(Reuters) – The Tokyo Olympics will go ahead safely from mid-July, International Olympic Committee President Thomas Bach said on Wednesday, as the postponed Games’ organisers race to overcome the challenges presented by hosting the event during a pandemic.
Bach, who is set to be re-elected on Wednesday for a second term until 2025, said Tokyo was “the best-prepared Olympic city,” in remarks at the start of a three-day virtual IOC session.
“At this moment we have no reason to doubt that the opening ceremony will take place on July 23,” he said.
“The IOC is working at full speed… to make the postponed Tokyo Games a safe manifestation of peace, solidarity and resilience of humankind in overcoming the pandemic.”
“Our shared top priority was, is and remains a safe and secure Olympic Games for everyone.”
Tokyo 2020, already delayed by 12 months due to the coronavirus pandemic, will be held amid tight health measures and the likely absence of international visitors.
Thursday will mark the first time the Tokyo organisers report to the IOC membership under new chief Seiko Hashimoto, who replaced Yoshiro Mori three weeks ago. Mori was forced to resign over sexist remarks.

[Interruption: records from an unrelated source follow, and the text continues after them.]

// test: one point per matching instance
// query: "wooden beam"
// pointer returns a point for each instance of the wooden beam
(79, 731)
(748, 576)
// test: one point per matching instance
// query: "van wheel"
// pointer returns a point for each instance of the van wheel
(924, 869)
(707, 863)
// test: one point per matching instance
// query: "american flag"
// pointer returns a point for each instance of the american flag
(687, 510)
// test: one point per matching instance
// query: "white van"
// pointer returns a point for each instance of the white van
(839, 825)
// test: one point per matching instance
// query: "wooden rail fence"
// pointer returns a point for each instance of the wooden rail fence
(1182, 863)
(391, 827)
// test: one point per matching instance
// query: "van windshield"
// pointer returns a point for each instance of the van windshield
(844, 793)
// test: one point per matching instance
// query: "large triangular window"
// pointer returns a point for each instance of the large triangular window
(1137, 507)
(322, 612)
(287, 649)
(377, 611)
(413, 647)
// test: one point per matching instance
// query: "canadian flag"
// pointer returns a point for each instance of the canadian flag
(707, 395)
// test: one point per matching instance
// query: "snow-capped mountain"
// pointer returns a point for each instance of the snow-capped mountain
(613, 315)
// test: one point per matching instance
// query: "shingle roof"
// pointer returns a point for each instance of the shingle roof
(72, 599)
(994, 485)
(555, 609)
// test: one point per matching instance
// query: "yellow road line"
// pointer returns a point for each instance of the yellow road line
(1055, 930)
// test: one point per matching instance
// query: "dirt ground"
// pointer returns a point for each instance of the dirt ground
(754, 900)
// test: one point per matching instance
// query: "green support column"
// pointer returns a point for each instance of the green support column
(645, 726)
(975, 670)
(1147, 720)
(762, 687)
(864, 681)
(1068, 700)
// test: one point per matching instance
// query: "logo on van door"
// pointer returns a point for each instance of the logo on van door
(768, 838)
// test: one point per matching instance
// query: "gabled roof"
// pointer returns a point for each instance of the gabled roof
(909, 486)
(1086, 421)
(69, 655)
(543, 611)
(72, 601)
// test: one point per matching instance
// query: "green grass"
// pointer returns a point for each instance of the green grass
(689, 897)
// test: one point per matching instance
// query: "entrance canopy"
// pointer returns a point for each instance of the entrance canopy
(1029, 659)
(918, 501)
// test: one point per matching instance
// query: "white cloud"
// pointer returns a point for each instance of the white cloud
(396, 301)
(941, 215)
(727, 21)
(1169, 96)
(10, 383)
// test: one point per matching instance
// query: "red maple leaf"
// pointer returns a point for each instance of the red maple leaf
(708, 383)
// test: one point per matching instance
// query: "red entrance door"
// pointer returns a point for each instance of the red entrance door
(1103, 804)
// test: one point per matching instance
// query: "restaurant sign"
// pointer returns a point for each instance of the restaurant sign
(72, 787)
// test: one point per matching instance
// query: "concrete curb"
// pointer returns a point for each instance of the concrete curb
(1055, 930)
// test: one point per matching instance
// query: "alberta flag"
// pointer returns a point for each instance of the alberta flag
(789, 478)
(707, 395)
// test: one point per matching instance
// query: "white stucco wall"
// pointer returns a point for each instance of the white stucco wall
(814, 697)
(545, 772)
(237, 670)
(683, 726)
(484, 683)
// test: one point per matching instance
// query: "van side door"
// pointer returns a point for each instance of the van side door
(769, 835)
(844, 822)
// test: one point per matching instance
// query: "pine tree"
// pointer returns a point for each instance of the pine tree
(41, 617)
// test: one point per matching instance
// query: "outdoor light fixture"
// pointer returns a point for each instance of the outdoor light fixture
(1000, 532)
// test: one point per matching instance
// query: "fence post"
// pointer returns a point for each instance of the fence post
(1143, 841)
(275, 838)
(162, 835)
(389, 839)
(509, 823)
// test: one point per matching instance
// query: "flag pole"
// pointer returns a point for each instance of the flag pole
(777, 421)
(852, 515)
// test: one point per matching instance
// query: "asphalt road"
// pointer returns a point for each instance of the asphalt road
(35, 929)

Two government sources with knowledge of the matter told Reuters on Wednesday that Japan has decided to stage the Olympics and Paralympics without overseas spectators due to public concerns about COVID-19.
Before they hear Tokyo’s report, the IOC will re-elect Bach as the German lawyer and 1976 Olympic fencing champion, in charge since 2013, is running unopposed.
IOC presidents can serve two terms in office, their first one lasting eight years and a second of four years if they are re-elected.
Bach has steered the IOC through turbulent times, with the 2014 Sochi winter Games tarnished by a Russian doping scandal and the 2016 Rio de Janeiro summer Games hit by financial problems and corruption.
The pandemic has arguably posed an even bigger threat, however, with Tokyo 2020 the first Olympic Games to be postponed outside of wartime.